14/04/2020 | By Busiswe Mavuso
Under our initial plans, this week would have been the last under lockdown. Yet that was always the best-case scenario as the lessons from China and Europe pointed to an extension, and so it has come to pass. For the rest of the month at least, we’ll remain in our homes as best we can.
I don’t know about you, but by now I’ve probably been in every corner of my home to get a bit of a change of scenery. I’ve exhausted all options, a problem that the vast majority of South Africans simply don’t have. As such, I can only imagine the frustrations brewing in townships like Alexandra and my home of Soweto. As a nation and as a global community, this will be our truth until we can increase the rate of testing and see case numbers ease our shared anxieties about the pandemic.
At the time of writing this, we had 25 deaths and about 2,173 confirmed cases, but we haven’t ramped up our testing capacity to a degree where we can take comfort from these numbers. Some forecasts claim this may just be the tip of the iceberg and that because of our already stressed public health sector, we are sitting on a ticking time bomb. Our health protocols will take time to put in place, and there’s the possibility of further lockdown extensions if the current death rate’s doubling time of four days does not slow.
The government is rolling out more mass testing, but this is taking time to reach the target of 36,000 tests a day. Total capacity is believed to be about 5,000 tests per day; but with new machines this will rise shortly to 15,000.
The thought of a further extension of the lockdown is like taking a punch to the gut, but I suppose as business we need to consider the ramifications. This two-week extension has economists pencilling in a deeper contraction in SA this year, with expectations for GDP to fall by as much as 9.7%. What a start to a new decade when we thought, or rather hoped, we had reached our bottom in the previous one. This time around there is no global growth to offset the worst effects.
This week, we’ll be watching the cabinet for further supportive economic measures, but it has little fiscal space to manoeuvre because of 10 years of corruption and maladministration. There’s no doubting that we’ve walked into this lockdown period hobbled by a host of own-goals, but government, business and labour have to now set a path to economic recovery that is years away.
And we have to start protecting the economy by turning on the dials on parts of it over these next two weeks without affecting our own war on the pandemic. There’s no argument to the fact that a healthy economy is possible only with a healthy population. A person who loses a job can always get another, but a life lost is forever. When President Cyril Ramaphosa addressed us last week on the extension, he said there would be a “risk-adjusted response to ensure the economy recovers”.
This provides an opportunity to soften the edges around a lockdown period that has been heralded as being among the most effective in the world, never mind SA’s structural shortcomings. Companies and industries that can show that health protocols, including testing, are in place should be allowed to restart their operations. Mining, manufacturing and agricultural firms can increase our export earnings at a time when the rand needs much support after the body blows of two ratings downgrades in as many weeks.

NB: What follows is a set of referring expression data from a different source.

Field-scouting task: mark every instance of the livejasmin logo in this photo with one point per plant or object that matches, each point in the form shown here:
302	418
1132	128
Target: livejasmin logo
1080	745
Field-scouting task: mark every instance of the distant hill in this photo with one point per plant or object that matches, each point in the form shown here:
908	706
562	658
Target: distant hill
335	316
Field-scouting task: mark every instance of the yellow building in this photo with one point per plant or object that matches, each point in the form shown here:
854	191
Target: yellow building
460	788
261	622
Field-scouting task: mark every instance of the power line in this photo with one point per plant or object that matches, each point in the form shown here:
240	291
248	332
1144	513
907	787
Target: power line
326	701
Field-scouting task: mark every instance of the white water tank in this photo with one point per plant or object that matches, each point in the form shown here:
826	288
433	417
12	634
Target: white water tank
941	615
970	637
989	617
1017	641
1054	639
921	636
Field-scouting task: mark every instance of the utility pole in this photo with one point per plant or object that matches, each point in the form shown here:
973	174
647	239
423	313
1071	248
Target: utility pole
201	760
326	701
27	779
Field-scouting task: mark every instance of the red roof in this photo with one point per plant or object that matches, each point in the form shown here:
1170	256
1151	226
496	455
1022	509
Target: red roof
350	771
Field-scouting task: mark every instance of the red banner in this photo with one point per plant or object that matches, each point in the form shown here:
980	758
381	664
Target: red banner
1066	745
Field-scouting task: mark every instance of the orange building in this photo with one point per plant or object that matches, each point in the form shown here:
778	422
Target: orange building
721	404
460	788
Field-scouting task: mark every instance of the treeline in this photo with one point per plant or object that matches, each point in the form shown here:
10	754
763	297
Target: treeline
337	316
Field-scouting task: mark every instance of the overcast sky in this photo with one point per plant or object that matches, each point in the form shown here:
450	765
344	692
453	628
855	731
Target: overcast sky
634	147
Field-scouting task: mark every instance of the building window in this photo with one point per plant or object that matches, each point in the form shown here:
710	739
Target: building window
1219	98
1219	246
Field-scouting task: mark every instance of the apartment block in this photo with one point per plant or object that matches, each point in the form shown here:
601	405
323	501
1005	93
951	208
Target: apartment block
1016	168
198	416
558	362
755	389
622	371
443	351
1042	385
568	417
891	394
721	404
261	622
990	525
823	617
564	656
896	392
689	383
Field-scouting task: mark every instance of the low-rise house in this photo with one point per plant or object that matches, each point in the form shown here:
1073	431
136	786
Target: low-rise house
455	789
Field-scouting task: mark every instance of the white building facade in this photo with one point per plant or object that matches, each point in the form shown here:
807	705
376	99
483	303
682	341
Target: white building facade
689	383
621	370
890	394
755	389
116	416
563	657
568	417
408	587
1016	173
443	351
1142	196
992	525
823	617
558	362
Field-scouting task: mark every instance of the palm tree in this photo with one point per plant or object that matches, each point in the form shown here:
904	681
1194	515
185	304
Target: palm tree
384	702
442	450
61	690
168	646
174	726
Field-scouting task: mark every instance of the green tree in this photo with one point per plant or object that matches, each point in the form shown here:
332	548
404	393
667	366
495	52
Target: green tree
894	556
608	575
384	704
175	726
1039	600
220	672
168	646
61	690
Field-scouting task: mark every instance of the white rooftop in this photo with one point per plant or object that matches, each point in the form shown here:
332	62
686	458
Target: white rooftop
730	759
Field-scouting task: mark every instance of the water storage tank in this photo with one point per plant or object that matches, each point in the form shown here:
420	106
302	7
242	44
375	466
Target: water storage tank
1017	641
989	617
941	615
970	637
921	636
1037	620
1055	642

The idea of opening some of these sectors will come with some delicate conversations with labour, business and government, with the health of workers being of prime importance. We can’t expect to see industries powering away in the first week of the extension as these talks hopefully take place. Thereafter, one hopes that we can see output increasing ever so slightly.

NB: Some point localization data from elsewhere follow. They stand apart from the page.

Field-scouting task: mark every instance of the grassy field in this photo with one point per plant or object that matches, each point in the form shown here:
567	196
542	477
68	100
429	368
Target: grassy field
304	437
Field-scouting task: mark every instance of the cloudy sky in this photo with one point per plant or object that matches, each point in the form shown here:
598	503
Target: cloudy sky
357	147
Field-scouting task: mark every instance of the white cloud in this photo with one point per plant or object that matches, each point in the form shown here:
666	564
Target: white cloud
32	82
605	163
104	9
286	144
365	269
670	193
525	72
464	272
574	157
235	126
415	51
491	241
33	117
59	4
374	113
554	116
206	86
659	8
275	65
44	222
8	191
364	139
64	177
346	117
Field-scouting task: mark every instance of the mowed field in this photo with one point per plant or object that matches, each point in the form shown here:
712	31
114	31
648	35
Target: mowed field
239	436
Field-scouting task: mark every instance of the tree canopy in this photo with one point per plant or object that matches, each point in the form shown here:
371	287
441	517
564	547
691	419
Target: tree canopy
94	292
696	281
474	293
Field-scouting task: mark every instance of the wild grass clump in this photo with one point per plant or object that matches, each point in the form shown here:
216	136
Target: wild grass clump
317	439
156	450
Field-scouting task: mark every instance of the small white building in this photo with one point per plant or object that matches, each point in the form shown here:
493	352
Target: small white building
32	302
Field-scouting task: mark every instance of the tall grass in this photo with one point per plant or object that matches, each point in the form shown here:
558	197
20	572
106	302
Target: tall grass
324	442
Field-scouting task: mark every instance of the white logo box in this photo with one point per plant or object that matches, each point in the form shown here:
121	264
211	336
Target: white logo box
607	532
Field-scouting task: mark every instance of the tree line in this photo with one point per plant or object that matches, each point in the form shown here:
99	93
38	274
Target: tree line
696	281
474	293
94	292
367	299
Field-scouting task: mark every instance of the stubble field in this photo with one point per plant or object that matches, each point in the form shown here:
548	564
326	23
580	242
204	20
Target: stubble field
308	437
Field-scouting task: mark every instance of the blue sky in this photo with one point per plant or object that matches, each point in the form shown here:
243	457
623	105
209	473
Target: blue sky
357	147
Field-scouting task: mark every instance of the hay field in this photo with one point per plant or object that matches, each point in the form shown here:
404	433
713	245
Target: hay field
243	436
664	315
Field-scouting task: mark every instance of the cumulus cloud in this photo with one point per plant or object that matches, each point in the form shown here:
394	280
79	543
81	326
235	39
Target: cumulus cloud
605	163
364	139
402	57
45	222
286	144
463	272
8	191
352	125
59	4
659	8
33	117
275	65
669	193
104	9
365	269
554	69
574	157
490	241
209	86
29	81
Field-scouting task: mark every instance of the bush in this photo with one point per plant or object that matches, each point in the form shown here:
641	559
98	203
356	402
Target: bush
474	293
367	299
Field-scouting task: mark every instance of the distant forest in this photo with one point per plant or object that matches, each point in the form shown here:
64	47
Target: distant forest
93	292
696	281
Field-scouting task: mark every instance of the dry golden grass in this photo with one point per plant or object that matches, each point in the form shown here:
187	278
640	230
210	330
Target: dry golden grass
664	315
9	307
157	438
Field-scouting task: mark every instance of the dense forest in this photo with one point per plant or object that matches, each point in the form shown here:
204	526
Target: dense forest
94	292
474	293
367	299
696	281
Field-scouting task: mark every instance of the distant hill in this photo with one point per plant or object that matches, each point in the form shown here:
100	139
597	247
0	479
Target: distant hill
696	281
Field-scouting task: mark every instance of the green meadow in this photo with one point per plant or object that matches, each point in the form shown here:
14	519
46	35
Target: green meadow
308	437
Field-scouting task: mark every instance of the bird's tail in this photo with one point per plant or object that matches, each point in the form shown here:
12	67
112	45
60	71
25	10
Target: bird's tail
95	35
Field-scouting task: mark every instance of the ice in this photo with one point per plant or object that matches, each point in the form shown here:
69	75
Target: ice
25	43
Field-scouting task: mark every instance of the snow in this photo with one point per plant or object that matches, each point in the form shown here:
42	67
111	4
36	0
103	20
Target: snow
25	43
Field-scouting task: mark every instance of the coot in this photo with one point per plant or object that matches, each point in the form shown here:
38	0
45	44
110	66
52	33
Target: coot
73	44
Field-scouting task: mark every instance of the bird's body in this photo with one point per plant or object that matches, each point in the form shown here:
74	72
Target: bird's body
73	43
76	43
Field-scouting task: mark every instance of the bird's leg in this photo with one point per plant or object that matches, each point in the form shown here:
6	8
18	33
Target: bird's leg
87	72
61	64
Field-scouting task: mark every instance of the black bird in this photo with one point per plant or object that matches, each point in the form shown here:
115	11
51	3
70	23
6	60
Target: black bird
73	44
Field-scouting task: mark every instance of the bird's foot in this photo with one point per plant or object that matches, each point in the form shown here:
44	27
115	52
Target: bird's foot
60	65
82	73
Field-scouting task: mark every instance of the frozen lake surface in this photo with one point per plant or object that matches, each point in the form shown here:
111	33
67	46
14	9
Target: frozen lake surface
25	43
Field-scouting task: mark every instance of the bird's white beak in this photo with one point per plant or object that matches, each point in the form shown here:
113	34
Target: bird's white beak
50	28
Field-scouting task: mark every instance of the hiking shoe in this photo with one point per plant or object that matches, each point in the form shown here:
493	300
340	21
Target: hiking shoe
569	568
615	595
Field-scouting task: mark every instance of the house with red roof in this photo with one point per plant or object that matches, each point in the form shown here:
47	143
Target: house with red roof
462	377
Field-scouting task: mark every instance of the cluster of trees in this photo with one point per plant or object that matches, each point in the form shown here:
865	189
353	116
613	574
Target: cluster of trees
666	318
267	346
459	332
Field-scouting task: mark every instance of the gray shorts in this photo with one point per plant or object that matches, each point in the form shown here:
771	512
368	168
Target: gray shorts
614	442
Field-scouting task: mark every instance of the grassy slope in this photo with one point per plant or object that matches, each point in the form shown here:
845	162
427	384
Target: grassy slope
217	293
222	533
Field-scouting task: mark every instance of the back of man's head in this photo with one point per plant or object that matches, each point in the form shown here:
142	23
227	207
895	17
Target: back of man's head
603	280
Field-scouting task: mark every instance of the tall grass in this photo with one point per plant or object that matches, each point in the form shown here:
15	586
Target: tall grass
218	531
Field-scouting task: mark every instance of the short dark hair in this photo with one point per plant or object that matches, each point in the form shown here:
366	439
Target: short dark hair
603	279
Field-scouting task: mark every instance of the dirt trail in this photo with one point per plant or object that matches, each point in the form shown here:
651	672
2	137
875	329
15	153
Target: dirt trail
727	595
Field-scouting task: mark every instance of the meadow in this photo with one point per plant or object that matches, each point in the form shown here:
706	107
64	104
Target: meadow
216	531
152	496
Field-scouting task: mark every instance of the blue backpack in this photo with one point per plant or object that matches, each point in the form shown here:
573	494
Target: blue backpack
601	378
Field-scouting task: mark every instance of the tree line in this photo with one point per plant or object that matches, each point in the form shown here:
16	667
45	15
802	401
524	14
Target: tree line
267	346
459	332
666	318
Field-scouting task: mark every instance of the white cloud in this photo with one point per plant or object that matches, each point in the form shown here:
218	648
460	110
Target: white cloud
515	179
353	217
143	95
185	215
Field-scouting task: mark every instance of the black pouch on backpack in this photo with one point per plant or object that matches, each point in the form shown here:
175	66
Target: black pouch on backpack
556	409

These talks need to happen urgently if there is indeed a need for a further extension of the lockdown. At that point, the grease should have been applied to what will be an increasingly rusty economy. Some of our major corporations have announced plans to reduce executive pay and reassured staff that their jobs are safe in this most insecure time in this country and the world’s history.

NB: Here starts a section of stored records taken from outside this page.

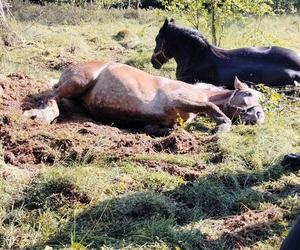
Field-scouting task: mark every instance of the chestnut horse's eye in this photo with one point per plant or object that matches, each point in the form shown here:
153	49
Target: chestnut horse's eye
243	111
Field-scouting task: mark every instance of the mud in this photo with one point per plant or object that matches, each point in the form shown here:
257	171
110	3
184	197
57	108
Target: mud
251	225
74	135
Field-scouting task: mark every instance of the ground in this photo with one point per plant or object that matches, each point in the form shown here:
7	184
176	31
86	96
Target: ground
81	184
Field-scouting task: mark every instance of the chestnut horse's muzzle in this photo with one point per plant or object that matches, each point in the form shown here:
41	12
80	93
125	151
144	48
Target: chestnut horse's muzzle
253	115
158	59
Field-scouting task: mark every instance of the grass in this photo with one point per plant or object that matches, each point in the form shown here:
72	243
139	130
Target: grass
111	200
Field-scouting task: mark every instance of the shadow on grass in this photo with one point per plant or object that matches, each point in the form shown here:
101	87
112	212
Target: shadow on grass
145	218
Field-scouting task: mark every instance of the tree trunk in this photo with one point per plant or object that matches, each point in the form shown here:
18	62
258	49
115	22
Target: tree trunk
2	13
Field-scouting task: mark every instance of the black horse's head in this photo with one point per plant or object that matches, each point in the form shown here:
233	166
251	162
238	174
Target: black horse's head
162	52
178	43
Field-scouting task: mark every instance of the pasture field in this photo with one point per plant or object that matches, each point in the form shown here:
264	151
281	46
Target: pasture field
79	184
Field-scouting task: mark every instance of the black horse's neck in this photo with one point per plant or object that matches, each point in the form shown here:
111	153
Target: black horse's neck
192	52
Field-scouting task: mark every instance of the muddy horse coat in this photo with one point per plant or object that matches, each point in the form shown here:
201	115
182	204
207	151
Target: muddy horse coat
198	60
121	92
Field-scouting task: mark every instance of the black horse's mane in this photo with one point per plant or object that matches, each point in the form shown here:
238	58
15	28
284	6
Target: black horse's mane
194	36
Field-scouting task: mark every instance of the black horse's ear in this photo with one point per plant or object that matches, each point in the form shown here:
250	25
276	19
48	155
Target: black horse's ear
166	23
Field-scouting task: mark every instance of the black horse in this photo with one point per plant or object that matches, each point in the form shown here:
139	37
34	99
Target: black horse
198	60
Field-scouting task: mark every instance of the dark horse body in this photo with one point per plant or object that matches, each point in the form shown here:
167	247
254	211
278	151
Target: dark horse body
198	60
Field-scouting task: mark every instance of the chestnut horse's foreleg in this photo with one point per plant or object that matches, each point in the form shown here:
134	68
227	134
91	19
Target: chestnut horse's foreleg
71	87
209	108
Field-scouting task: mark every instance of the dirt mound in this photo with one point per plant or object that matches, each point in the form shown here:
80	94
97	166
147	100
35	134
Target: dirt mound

They are the healthier ones that have managed to navigate through the economic underperformance for more than five years where growth hasn’t breached the 2% mark. For other industries such as steel makers that have made towns like Vanderbijlpark shells of their former selves, we have to consider just how limited their reserves of strength are.
While the everyday frustrations of South Africans are evident and worrying when there are incidents of looting of bottle stores, the easing of business restrictions for bars and restaurants at this point did not make sense. But should the lockdown move beyond the next two weeks, a plan needs to be made about resuscitating those industries that feed into domestic consumption, the biggest component of the SA economy.